Considering bad impacts of fake reviews, our findings carry significant practical implications for merchants, online platforms, and public policy. First, merchants are advised to acknowledge that product quality, brand recognition, and authentic reviews serve as primary influences within digital marketplace. Rather than wasting resources towards fake review generation, efforts should be put towards enhancing brand integrity and fostering consumer confidence. Second, fake reviews can negatively affect both consumers and merchants, they also pose threats to online platforms. Investment in technological solutions, such as application of deep learning and other AI methods for bias management, review management, and service functionalities, is necessary. Third, online fake review necessitates attention from public policymakers. Guidelines should be implemented to curtail merchant manipulation through formulation of policies and provision of technical support, thereby ensuring sustained and healthy progression of e-commerce.

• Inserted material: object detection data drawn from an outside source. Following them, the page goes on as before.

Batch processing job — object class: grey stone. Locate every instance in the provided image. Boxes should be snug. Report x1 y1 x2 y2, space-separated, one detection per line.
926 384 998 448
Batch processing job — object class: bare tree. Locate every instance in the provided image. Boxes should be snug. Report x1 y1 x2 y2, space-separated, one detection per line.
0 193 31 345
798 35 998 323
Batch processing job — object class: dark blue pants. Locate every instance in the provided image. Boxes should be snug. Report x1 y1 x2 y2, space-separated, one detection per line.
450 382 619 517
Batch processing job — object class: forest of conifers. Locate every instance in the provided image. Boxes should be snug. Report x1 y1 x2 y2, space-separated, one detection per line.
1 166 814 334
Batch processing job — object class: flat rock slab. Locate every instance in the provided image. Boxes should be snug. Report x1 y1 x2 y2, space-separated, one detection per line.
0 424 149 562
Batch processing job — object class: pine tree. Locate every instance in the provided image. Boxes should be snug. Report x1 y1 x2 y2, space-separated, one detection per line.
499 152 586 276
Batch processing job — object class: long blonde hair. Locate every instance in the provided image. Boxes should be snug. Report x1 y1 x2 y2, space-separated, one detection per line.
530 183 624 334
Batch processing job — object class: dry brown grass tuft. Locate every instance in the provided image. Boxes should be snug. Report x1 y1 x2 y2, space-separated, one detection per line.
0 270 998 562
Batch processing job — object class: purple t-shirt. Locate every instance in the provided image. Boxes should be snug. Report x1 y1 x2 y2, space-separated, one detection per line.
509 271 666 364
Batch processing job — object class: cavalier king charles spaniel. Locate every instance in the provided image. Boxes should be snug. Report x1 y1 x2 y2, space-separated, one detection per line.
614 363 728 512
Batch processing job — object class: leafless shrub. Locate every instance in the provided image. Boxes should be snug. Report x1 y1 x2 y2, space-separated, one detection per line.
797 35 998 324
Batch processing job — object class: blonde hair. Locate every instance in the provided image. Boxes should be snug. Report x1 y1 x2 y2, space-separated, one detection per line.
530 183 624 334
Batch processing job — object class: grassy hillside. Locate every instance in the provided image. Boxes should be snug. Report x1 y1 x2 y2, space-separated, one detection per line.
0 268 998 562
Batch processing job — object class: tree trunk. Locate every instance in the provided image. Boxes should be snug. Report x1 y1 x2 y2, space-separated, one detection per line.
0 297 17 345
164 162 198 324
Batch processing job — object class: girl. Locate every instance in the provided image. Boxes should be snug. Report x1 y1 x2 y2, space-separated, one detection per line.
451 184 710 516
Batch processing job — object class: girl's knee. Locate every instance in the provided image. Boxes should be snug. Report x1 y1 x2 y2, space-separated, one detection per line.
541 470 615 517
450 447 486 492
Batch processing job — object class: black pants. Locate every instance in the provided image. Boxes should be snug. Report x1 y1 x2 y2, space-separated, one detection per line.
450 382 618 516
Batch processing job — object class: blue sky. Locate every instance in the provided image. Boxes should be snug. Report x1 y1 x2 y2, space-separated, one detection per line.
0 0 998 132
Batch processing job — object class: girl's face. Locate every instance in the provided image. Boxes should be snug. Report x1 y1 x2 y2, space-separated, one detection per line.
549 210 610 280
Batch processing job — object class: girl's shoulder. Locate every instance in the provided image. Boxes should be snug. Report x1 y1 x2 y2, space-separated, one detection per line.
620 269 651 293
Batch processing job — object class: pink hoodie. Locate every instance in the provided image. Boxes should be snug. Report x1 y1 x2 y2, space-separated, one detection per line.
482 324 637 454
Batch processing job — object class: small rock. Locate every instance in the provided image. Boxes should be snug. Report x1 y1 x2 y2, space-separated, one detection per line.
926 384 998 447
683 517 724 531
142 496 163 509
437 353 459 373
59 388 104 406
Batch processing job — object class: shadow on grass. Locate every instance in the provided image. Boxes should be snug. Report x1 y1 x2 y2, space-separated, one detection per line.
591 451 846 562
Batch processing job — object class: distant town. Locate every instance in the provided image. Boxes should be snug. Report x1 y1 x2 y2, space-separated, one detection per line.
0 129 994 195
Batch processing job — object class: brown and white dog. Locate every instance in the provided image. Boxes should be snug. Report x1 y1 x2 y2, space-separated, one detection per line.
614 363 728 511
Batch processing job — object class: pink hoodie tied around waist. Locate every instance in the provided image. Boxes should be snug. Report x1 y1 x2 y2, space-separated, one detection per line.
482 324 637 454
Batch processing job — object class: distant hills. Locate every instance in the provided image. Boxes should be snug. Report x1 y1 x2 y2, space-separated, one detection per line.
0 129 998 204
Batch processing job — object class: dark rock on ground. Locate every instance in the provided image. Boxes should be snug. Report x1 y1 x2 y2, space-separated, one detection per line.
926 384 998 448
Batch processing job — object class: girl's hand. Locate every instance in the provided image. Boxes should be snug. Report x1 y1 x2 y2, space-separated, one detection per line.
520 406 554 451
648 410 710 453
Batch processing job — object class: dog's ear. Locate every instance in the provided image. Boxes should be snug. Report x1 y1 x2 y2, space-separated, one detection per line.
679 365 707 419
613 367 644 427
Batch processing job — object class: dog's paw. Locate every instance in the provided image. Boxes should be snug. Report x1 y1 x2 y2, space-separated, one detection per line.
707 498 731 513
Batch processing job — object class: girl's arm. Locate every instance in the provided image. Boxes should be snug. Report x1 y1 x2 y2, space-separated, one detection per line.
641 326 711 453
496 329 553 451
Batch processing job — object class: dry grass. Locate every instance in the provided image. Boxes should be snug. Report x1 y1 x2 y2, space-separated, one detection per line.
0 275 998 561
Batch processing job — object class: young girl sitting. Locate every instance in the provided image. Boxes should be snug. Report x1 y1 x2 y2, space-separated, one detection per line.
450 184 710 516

Despite these contributions, this study has several limitations, which serve to inform future research directions. First, environmental uncertainty may influence platforms’ multimodal recognition and governance capabilities, which we do not consider in this study. Hence, future researchers could explore impacts of environmental factors on online multimodal fake review generation. Second, incorporating individual differences and cross-cultural variables may uncover currently undiscussed variances. Subsequent studies could introduce moderating factors to expand the model. Finally, since this study may limit its generalizability as it is analyzed through a sample of platforms in China, more studies should be conducted in other countries and regions.